Ricardas Sartatavicius, the CEO of the Lithuanian Confederation of Industrialists, says that grain processing companies are already experiencing problems with the supply of raw materials from China.

"In the grain sector, there is a problem with the supply of raw materials," Sartatavicius told BNS. "In 2020, [the sector's] sales to China amounted to around 70 million euros, and raw materials for the production of animal feed account for 90 percent of the raw materials purchased by Lithuanian companies from China. This could lead to problems."

The timbre sector is facing similar challenges, too, according to the CEO.

"The Chinese are refusing to buy our products and are taking our goods off the shelves. There are such problems", he said.
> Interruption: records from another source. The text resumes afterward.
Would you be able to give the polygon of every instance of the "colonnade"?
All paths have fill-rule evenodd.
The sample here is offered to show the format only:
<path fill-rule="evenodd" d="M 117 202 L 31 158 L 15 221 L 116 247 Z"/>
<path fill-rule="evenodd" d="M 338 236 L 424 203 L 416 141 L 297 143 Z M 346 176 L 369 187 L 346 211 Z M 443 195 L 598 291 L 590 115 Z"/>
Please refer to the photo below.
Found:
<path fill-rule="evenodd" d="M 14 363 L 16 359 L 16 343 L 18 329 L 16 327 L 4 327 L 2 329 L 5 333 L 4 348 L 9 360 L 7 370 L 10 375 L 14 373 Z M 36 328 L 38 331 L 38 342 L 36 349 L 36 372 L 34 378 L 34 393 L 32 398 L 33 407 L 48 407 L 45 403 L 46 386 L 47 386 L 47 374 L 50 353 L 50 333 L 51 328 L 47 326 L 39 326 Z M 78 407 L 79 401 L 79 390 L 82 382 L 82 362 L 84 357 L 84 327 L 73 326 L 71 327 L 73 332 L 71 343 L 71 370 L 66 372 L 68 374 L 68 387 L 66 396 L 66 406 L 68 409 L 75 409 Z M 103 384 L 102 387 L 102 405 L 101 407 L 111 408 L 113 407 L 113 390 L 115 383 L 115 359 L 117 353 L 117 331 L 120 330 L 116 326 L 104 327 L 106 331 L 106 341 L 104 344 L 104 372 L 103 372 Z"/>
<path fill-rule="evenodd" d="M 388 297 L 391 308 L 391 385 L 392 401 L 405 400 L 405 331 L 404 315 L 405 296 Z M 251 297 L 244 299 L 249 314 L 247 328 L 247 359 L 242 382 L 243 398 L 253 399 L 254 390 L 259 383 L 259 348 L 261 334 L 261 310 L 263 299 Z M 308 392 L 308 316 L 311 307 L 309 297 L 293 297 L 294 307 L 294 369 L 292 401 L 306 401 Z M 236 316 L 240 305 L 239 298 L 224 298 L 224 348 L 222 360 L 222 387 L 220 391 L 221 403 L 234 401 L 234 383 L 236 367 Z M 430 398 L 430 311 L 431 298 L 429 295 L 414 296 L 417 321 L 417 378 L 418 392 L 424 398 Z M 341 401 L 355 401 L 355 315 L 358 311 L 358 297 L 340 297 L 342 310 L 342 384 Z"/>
The dairy industry also sees threats, with its sales to China amounting to around 6.5 million euros last year.

Meat companies also fear disruption, because it took them several years just to obtain the certificates to export their products to the country. The sector's sales to China totalled 2 million euros last year.

However, Sartatavicius says that the biggest problems are now in the supply of raw materials.

"China is close to being the sole producer of some raw materials, ranging from metal products, equipment, of which Lithuania imports a lot, to microcomponents and chips," he said.

Relations between Vilnius and Beijing have turned sour recently over Lithuania's strengthening ties with Taiwan, which China regards as a rebellious province.

In August, China recalled its ambassador to Vilnius for consultations and demanded that Lithuania withdraw its envoy to Beijing.

Diana Mickeviciene, the Lithuanian ambassador, returned to Vilnius for consultations in early September.